About a decade ago several states changed the way these exams worked. Instead of requiring students to pay up-front for them and then show up on a weekend to take the test, they prepaid for every student to take the test and then administered it during school hours. In Michigan, this resulted in nearly every high-school student taking the ACT. So how many kids who otherwise wouldn’t have taken the ACT ended up scoring as college-ready? Joshua Hyman applied a bit of arithmetic to the before-and-after results and came up with this:
Hyman uses a score of 20 as the cutoff for college-ready. The area under the blue line is the number of test-takers who scored 20 or higher. The area under the green line is the number of students who otherwise wouldn’t have bothered with the test but ended up scoring 20 or higher when they did. The green area is almost half the size of the blue area. These are all students who qualified for college but never would have known it.

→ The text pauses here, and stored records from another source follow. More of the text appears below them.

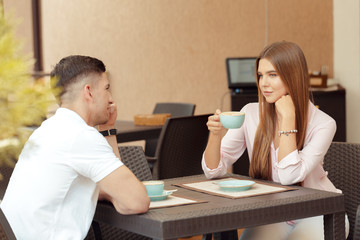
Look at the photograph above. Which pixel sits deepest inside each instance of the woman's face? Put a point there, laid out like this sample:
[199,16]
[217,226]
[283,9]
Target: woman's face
[270,83]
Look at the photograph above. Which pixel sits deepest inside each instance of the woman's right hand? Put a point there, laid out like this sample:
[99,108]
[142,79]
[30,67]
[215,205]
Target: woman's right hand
[214,125]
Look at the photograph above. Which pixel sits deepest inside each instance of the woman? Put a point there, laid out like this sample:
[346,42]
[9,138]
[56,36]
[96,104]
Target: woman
[285,134]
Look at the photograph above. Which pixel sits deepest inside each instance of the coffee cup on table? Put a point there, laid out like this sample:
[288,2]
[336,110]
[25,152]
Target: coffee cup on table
[232,119]
[154,187]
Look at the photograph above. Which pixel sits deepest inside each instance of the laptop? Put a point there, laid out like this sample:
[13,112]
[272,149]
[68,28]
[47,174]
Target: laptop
[241,74]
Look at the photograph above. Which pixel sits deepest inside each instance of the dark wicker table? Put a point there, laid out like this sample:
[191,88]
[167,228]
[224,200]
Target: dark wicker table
[222,214]
[127,131]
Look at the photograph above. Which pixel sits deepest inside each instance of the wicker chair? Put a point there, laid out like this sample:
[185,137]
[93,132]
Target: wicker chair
[176,110]
[6,232]
[342,161]
[357,225]
[133,157]
[181,144]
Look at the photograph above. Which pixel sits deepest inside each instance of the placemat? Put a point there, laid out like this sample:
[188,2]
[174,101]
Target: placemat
[259,188]
[174,200]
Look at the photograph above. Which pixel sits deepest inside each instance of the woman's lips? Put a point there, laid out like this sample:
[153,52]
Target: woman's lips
[267,93]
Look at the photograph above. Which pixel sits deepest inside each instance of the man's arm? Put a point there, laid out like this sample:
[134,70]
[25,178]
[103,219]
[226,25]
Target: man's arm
[121,187]
[125,191]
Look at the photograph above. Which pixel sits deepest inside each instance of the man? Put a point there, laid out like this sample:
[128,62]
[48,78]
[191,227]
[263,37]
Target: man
[67,163]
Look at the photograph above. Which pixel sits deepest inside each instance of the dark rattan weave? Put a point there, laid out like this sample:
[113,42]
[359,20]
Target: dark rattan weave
[176,110]
[133,157]
[220,214]
[181,144]
[342,162]
[357,225]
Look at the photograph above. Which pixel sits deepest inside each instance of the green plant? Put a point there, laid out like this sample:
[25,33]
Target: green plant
[24,101]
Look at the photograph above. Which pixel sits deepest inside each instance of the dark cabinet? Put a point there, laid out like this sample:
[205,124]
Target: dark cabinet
[330,101]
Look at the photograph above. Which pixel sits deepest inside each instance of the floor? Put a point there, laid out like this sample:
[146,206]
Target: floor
[199,237]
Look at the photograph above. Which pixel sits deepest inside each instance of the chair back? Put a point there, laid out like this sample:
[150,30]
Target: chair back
[134,158]
[357,225]
[176,110]
[6,232]
[342,161]
[181,144]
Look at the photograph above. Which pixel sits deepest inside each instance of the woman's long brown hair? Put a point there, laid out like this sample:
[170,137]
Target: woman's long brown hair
[290,64]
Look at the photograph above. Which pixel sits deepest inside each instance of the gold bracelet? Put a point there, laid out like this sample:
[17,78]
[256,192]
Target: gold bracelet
[287,132]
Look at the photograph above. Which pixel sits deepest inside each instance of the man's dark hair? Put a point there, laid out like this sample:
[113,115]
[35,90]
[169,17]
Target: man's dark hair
[72,68]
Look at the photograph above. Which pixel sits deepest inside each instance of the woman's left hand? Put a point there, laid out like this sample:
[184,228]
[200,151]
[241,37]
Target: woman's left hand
[285,107]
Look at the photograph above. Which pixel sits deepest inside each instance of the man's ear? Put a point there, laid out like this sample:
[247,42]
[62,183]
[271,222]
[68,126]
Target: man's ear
[87,92]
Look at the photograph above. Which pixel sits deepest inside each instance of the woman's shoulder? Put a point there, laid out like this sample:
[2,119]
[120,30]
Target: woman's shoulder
[250,107]
[318,117]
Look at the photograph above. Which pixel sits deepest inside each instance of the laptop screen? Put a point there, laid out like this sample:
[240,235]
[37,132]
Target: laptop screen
[241,74]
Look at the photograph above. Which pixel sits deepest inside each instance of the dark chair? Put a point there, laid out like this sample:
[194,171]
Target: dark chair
[134,158]
[176,110]
[181,144]
[6,232]
[342,161]
[357,225]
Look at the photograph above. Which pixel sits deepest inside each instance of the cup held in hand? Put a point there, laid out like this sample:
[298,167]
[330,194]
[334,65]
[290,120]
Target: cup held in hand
[232,119]
[154,187]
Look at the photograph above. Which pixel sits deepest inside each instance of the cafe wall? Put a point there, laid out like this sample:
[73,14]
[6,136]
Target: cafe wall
[174,51]
[160,50]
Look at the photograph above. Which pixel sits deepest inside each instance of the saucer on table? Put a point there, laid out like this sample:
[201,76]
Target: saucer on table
[163,196]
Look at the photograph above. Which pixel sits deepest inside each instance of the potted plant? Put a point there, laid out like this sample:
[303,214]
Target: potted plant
[24,101]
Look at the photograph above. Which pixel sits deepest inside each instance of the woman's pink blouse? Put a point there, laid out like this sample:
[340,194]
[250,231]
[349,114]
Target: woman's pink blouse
[299,166]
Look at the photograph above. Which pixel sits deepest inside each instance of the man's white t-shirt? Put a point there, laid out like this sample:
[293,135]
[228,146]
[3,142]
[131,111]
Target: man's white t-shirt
[52,193]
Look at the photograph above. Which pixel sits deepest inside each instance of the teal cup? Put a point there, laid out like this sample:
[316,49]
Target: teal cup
[232,119]
[154,187]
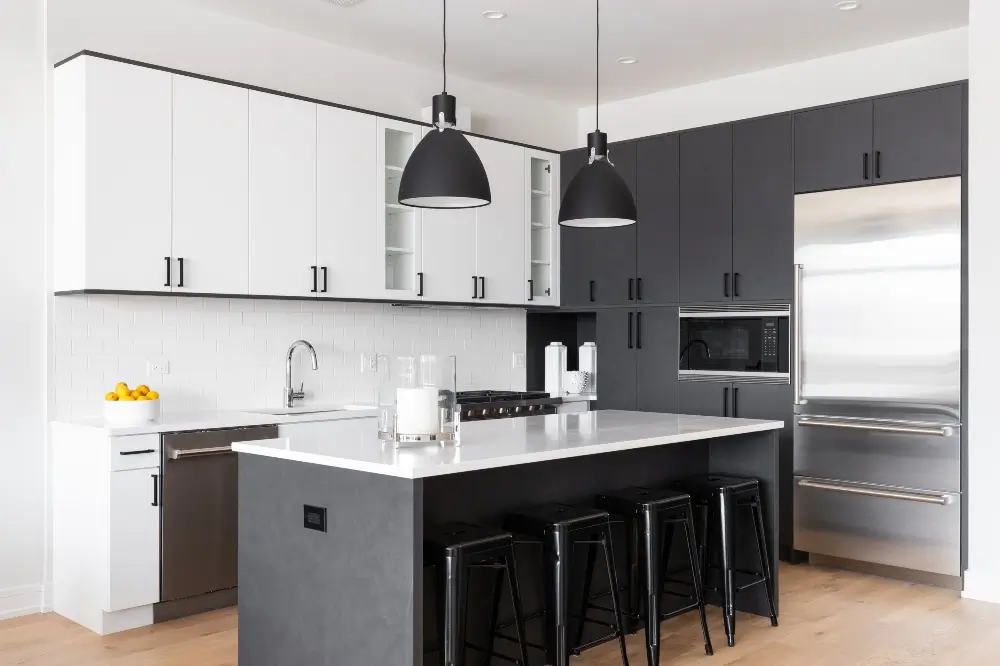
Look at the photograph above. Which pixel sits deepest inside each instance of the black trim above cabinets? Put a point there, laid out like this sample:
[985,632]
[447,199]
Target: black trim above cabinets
[313,100]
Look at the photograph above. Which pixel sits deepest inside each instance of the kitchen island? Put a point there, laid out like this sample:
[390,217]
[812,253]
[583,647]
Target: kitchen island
[331,524]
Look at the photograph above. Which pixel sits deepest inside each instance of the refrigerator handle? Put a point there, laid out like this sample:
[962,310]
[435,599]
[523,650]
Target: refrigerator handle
[797,338]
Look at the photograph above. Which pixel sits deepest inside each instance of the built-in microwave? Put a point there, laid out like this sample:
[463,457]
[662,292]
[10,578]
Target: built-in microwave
[717,340]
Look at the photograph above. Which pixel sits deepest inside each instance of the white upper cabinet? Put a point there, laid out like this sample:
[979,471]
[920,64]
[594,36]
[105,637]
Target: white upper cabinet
[347,204]
[211,219]
[500,226]
[112,132]
[282,196]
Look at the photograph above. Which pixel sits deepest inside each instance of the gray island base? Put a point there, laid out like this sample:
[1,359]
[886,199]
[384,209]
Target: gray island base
[357,594]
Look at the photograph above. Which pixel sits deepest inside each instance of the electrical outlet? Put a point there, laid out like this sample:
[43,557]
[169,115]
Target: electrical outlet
[159,366]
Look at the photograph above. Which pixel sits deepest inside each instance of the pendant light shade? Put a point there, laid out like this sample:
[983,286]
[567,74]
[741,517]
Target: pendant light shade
[444,170]
[597,196]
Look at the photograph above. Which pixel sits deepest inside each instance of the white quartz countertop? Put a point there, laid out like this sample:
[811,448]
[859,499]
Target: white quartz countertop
[355,445]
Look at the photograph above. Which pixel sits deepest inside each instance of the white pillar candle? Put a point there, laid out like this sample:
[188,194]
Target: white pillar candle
[417,411]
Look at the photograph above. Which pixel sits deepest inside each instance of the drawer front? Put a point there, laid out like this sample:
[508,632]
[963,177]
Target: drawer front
[885,525]
[134,452]
[885,453]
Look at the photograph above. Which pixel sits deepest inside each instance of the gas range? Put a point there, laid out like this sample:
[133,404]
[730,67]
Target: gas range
[489,405]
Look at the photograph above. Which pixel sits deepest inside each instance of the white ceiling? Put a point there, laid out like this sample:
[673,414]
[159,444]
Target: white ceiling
[545,47]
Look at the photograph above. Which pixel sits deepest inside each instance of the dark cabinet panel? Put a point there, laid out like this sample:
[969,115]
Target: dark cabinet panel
[616,340]
[706,214]
[763,209]
[919,135]
[833,147]
[657,230]
[656,367]
[704,398]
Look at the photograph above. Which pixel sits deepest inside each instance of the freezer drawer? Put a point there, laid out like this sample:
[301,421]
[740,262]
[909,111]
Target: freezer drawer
[918,530]
[892,453]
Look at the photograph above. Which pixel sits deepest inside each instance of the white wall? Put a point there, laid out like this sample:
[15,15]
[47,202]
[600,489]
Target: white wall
[983,577]
[173,34]
[230,354]
[922,61]
[23,294]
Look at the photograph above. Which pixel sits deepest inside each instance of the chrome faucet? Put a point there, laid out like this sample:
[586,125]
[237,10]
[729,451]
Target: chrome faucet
[291,395]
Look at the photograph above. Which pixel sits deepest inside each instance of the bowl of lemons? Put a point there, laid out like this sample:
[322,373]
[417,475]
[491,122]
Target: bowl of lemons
[128,407]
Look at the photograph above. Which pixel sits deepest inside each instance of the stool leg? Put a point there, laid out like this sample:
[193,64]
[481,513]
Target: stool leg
[765,560]
[515,598]
[651,546]
[609,559]
[699,589]
[729,590]
[557,567]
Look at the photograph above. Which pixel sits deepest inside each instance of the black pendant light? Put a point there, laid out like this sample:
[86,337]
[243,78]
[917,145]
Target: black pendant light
[597,195]
[444,170]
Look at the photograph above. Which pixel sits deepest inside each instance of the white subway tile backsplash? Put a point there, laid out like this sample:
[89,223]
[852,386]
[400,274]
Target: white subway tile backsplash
[230,353]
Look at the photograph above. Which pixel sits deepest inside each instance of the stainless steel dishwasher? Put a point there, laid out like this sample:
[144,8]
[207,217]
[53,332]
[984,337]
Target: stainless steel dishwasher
[198,514]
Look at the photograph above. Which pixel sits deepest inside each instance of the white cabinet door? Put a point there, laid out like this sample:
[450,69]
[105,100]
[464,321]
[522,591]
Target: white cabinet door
[500,226]
[211,219]
[282,195]
[134,534]
[347,210]
[127,173]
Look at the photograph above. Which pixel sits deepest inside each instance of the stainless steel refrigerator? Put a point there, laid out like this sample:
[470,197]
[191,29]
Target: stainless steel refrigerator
[877,375]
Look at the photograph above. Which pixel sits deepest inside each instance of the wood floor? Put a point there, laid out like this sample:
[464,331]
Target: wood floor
[828,618]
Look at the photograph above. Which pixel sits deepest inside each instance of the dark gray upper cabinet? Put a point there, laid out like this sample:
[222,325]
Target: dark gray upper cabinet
[656,350]
[616,339]
[919,135]
[763,209]
[706,214]
[833,147]
[657,229]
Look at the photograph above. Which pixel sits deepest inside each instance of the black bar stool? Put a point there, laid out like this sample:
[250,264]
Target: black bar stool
[559,528]
[650,517]
[727,494]
[454,548]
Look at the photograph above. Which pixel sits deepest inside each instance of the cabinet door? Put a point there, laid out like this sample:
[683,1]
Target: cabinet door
[705,398]
[656,373]
[134,539]
[282,195]
[616,340]
[657,230]
[500,227]
[833,147]
[763,209]
[346,204]
[919,135]
[706,214]
[211,218]
[127,176]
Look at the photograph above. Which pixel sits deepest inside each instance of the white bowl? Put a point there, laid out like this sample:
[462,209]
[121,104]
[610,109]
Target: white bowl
[129,413]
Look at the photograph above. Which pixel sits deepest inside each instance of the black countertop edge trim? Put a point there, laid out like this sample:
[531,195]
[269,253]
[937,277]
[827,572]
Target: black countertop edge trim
[270,91]
[307,299]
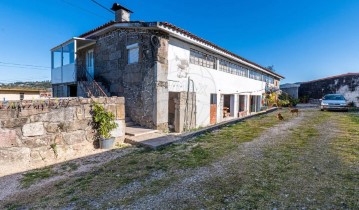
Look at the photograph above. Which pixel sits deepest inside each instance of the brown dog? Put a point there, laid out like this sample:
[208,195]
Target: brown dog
[280,117]
[294,111]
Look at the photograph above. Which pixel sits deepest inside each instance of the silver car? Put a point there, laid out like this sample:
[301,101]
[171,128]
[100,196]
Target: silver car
[334,102]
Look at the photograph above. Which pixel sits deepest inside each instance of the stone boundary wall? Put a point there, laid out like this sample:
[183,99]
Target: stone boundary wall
[46,131]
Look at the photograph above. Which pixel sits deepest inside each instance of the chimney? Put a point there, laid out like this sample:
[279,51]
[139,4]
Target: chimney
[122,14]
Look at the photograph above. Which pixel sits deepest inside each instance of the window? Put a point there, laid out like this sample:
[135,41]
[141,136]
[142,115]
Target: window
[63,55]
[202,59]
[255,75]
[213,98]
[133,53]
[68,54]
[268,79]
[232,68]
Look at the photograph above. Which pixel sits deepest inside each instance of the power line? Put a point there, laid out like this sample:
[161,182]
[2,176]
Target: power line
[102,6]
[18,64]
[88,11]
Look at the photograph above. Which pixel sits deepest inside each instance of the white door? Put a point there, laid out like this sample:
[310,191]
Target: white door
[90,63]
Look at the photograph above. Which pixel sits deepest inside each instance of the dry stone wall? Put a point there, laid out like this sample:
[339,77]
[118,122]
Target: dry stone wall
[52,130]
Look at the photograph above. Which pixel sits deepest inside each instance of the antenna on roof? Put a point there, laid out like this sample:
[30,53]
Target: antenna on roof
[122,14]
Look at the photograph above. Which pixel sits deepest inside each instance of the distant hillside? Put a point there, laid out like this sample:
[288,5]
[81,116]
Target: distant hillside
[30,85]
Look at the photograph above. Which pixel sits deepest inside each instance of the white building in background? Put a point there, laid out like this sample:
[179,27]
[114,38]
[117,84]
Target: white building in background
[170,77]
[15,94]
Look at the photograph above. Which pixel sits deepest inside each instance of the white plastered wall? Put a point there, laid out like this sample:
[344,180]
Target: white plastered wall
[206,81]
[14,95]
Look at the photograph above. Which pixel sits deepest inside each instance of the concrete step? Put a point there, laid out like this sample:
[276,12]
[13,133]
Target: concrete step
[139,131]
[152,140]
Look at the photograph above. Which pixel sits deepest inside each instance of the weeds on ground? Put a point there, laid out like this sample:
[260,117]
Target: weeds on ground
[34,176]
[141,165]
[346,145]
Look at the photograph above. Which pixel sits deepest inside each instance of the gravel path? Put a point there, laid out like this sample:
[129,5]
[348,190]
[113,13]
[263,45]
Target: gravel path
[186,190]
[10,185]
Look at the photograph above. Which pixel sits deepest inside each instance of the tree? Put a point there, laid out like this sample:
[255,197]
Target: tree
[271,67]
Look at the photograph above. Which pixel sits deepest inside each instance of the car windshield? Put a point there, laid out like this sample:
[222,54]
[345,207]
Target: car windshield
[333,97]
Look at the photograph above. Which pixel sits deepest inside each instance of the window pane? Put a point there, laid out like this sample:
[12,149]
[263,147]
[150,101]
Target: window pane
[133,55]
[56,56]
[69,53]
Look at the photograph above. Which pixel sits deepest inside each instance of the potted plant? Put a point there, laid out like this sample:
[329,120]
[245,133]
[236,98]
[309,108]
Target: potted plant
[105,123]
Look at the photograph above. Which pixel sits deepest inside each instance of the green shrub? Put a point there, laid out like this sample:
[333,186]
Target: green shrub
[105,120]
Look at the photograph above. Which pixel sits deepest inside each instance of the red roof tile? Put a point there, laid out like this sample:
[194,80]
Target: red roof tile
[213,45]
[187,33]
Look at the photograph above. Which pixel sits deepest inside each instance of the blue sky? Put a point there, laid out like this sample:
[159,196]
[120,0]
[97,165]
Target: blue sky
[304,40]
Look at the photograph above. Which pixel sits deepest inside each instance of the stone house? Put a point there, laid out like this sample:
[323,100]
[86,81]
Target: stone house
[12,94]
[169,77]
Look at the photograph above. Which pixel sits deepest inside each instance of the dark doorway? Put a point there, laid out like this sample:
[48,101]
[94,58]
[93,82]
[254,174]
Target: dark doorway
[213,109]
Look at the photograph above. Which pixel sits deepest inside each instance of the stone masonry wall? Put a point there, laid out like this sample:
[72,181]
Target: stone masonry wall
[143,84]
[50,130]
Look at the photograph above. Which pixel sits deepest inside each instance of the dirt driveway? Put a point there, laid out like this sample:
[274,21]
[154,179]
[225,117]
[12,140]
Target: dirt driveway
[309,161]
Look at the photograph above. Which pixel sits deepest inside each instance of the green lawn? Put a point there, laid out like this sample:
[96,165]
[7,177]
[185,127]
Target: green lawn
[313,164]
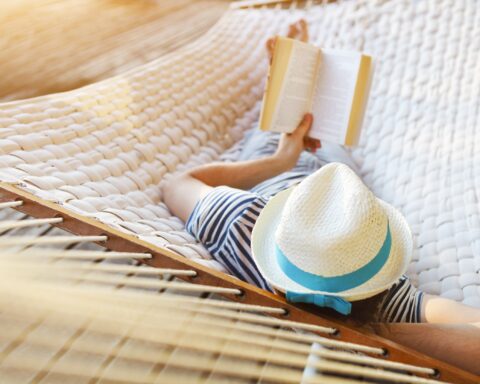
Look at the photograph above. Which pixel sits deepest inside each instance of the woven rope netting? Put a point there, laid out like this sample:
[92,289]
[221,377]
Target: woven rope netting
[104,150]
[82,315]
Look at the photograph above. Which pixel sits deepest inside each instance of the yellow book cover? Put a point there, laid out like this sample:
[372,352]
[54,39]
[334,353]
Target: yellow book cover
[333,85]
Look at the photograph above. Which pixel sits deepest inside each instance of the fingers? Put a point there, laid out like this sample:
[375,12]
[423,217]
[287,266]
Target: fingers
[304,125]
[311,144]
[270,45]
[303,26]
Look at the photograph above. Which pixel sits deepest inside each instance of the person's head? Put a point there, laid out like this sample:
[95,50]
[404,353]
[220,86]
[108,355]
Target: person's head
[329,241]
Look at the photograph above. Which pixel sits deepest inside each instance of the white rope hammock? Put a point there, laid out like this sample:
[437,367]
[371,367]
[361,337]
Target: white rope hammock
[103,150]
[65,317]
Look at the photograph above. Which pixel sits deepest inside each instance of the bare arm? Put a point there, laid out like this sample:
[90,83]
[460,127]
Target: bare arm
[456,344]
[181,193]
[438,310]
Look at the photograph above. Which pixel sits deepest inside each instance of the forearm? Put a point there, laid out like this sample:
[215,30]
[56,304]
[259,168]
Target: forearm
[456,344]
[242,175]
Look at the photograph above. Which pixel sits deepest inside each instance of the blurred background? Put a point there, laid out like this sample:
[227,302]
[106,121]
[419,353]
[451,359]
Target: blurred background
[51,46]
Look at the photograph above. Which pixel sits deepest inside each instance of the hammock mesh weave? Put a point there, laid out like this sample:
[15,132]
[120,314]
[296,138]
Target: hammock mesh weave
[104,150]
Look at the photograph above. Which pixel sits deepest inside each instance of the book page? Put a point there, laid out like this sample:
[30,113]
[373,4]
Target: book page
[297,89]
[333,95]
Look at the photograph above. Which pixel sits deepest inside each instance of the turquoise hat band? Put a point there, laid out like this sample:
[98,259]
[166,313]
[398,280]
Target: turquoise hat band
[336,283]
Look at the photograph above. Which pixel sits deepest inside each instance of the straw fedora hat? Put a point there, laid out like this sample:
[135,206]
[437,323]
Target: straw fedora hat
[330,241]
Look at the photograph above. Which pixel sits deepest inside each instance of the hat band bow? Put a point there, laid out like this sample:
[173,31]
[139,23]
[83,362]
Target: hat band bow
[338,283]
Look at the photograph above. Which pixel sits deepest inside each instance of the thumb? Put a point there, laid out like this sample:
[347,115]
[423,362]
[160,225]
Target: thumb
[304,125]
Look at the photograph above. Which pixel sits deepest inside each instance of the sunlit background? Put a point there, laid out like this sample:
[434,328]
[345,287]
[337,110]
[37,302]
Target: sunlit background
[56,45]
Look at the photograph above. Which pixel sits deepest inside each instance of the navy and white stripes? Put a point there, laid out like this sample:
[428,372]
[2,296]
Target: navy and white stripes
[223,221]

This means that among low-income students, the supply of college-ready grads increased nearly 50 percent simply by having everyone take the college entrance exam. The bottom line, it turns out, is that there are plenty of good students among the poor who never take the ACT because (a) college just hasn’t occurred to either them or their high-school counselor or (b) even the small cost of taking the exam is a barrier to trying.
ACT (or SAT) for all seems like a pretty efficient, low-cost way of ensuring that, at the very least, everyone who is college-ready is identified as college-ready. It’s a good start to getting more low-income students into college.